Le spiagge adatte ai lunghi bagni, grazie anche alle elevate temperature dell’acqua, e le scogliere ricche di piante ed animali marini sono numerosissime. Fra le prime ricordiamo quelle del GOLFO DI CARBONARA, verso Cagliari (ovest): PORTO SA RUXI, CALA PISCADEDDUS, SPIAGGIA DI CAMPUS, Campulongu, del Riso (presso il porto turistico); per continuare con le altre, molto più estese, del lato orientale, cioè Porto Giunco, Notteri e spiaggia di Simius, fino alla spiaggia I Traias e alla più piccola ma splendida spiaggia di P. Molentis.

Da non perdere la strada panoramica che, in direzione nord, conduce alla Costa Rei ed alle altre spiagge di Castiadas e Muravera. Non possiamo poi dimenticare gli ambienti rocciosi di questa splendida costa: in particolare il Capo Carbonara, l’isola Serpentara e l’isola dei Cavoli, dove i graniti prendono forme spettacolari, non meno belle delle più celebrate formazioni consimili della Gallura.
Castiadas
E' oggi comune autonomo. Nel suo territorio sono comprese foreste con ricca fauna e campagne ubertose aperte verso il mare, dove si coltivano in modo razionale: viti, ortaggi, alberi da frutta. Famosi i prodotti vinicoli (S. Elmo e Capo Ferrato) della locale Cantina Sociale, ma anche quelli florovivaisti e dell'apicoltura.

A Castiadas  si può visitare il complesso edificio dell'ex colonia penale, parzialmente ristrutturato. Un tempo il medesimo ospitava numerosi condannati ai lavori forzati, guardie, impiegati ed artigiani con le rispettive famiglie. Al suo interno oltre alle celle di detenzione, vi erano: un ospedale, uffici, laboratori e botteghe artigianali. Poco distante dal complesso sorgeva la villa del direttore, di stile vagamente neoclassico, oggi completamente ristrutturata. La Colonia istituita nella seconda metà dell'800, fu attiva per quasi un secolo e fu luogo di vera riabilitazione dei condannati che la trasformarono, sotto la guida di esperti, in un efficiente e straordinaria azienda agricolo-zootecnica di cui rimangono tracce ancora visibili in alcuni viali, nelle strade di penetrazione e nei ponti eretti per facilitare le comunicazioni.

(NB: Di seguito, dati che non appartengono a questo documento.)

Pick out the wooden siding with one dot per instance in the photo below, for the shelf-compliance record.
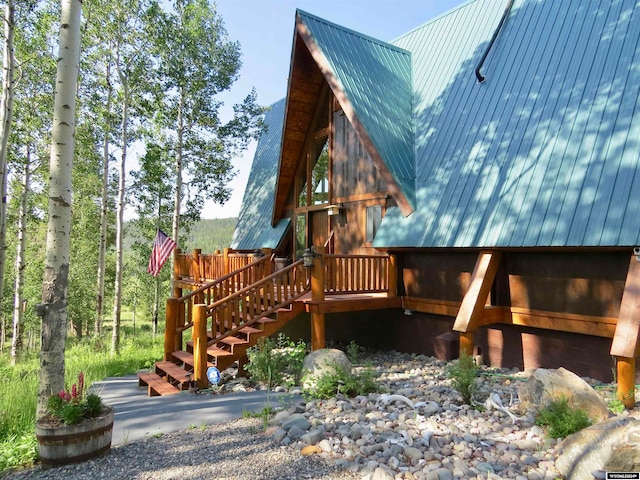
(305, 85)
(441, 276)
(353, 170)
(569, 282)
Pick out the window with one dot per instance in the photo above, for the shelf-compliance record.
(374, 217)
(301, 234)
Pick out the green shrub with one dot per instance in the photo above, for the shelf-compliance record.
(560, 420)
(353, 351)
(338, 380)
(463, 373)
(276, 362)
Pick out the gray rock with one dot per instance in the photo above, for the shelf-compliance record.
(547, 385)
(313, 436)
(279, 435)
(321, 361)
(381, 474)
(296, 420)
(591, 449)
(295, 433)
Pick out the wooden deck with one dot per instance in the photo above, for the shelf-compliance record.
(349, 302)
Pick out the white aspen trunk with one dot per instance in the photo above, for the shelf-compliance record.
(16, 340)
(53, 309)
(117, 300)
(6, 114)
(102, 247)
(178, 196)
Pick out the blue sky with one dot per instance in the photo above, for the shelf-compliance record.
(264, 29)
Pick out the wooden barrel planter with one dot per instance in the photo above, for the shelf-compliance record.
(75, 443)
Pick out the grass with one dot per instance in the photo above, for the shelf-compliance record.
(19, 385)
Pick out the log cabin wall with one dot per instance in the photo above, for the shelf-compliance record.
(356, 185)
(582, 283)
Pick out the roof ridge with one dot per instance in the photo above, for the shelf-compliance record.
(434, 19)
(361, 35)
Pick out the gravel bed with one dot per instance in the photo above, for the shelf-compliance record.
(429, 437)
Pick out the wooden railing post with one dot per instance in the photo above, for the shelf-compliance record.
(626, 375)
(197, 273)
(170, 327)
(177, 292)
(200, 345)
(225, 261)
(392, 280)
(318, 339)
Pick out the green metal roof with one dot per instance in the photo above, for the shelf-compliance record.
(254, 229)
(376, 78)
(545, 152)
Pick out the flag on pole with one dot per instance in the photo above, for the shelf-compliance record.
(163, 245)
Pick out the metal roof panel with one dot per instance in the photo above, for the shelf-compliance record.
(254, 229)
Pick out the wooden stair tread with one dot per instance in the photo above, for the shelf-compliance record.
(218, 352)
(179, 374)
(186, 358)
(233, 341)
(250, 330)
(156, 385)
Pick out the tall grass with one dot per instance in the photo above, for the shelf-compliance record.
(19, 386)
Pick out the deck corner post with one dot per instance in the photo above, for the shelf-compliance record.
(200, 345)
(626, 373)
(393, 276)
(318, 339)
(466, 343)
(170, 327)
(225, 260)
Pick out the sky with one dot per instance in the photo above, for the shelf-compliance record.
(264, 29)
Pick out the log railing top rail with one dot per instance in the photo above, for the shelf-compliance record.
(228, 276)
(356, 273)
(258, 300)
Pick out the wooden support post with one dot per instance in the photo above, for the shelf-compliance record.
(225, 260)
(318, 339)
(170, 327)
(472, 306)
(200, 345)
(176, 291)
(393, 276)
(626, 373)
(466, 343)
(626, 339)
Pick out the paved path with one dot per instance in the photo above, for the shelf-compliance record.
(138, 416)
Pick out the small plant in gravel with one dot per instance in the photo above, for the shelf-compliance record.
(265, 414)
(560, 420)
(338, 380)
(616, 406)
(353, 351)
(276, 362)
(463, 373)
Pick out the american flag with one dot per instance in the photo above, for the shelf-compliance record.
(162, 248)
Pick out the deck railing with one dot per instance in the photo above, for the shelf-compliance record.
(198, 267)
(356, 273)
(180, 310)
(260, 299)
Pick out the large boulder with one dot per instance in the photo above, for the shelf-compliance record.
(547, 385)
(611, 445)
(322, 361)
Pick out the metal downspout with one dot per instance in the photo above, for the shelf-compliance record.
(505, 14)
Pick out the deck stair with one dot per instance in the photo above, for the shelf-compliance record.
(236, 323)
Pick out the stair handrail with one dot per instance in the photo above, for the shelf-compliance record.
(266, 281)
(184, 316)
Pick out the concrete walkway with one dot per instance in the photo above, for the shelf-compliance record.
(138, 416)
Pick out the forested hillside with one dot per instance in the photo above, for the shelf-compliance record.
(210, 234)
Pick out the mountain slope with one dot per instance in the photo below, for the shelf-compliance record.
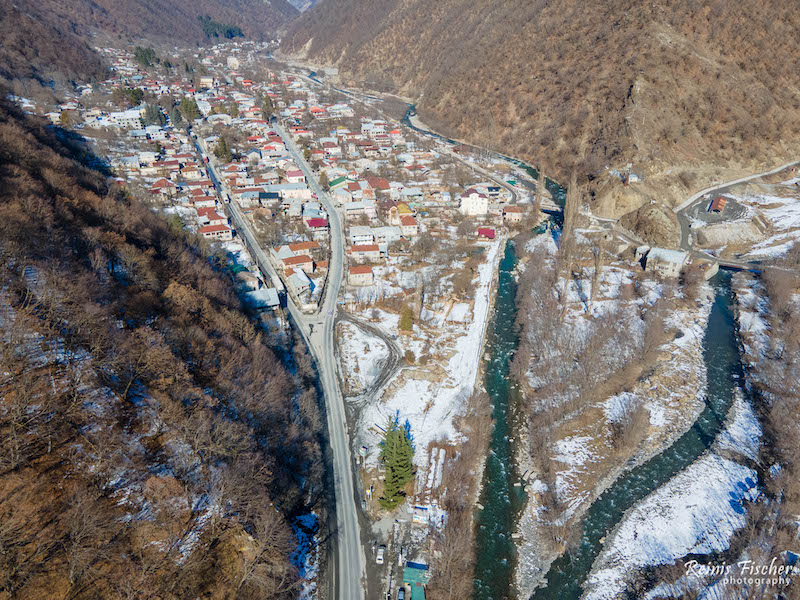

Quasi a ridosso del centro troviamo le splendide foreste demaniali che s'estendono per una superficie di 270 ettari. Notevole quella di S'Acqua Callenti: vi si accede da più punti: dal villaggio di Olia Speciosa, seguendo il corso del fiume Riu S'Ollastu, da Masone Pardu, dalla località Cappuciu nei pressi di Castiadas, percorrendo la strada lungo il Riu Ortodusu. Le strade di accesso sono tutte percorribili in automobile fino al limite della foresta da cui inizia il percorso a piedi attraverso sentieri. Il bosco è costituito prevalentemente da piante di fillirea, corbezzolo, lentischio, mirto ed erica, frammezzate a piante di leccio e quercia da sughero. In prossimità di una costruzione (distaccamento dell'ex carcere di Castiadas) vi è una sorgente d'acqua perenne. Dallo stesso luogo è possibile ascoltare sul finire dell'estate il bramito dei cervi che popolano la zona (400 capi secondo l'ultimo censimento).

Sono presenti inoltre: il cinghiale e l'aquila del Bonelli (uno degli ultimi esemplari esistenti in Sardegna), e numerose specie di uccelli tra cui il falco pellegrino e la poiana. In prossimità di Riu Acqua Callenti vi è la zone dei ginepri rossi dal portamento eretto tipo abete, che raggiungono l'altezza di 15 metri.

Un'altra importante foresta è quella di MINNI MINNI, vi si accede dalle immediate vicinanze di Castiadas. La strada è percorribile in macchina fino alla punta più alta (Monte MINNI MINNI, 725 mt. slm). Oltre alle solite piante della macchia mediterranee, non lontane da una casa diroccata, due esemplari di pino marittimo che per la loro vetustà possono essere considerati dei veri e proprio monumenti verdi. Numerosi i nuraghi sparsi nella foresta da cui è possibile ammirare gli animali della ricca fauna locale.

Il comune di Castiadas vanta un gran numero di spiagge, dove l’acqua assume trasparenze e colori di sogno. Per conoscerle si piò andare nella spiaggia di S. PIETRO-M. TURNO, per poi proseguire nella CALA SINZIAS, altrettanto vasta e sicuramente da conoscere, per terminare nella CALA PIRA, più piccola ma forse per questo più affascinante, dominata da una torre spagnola.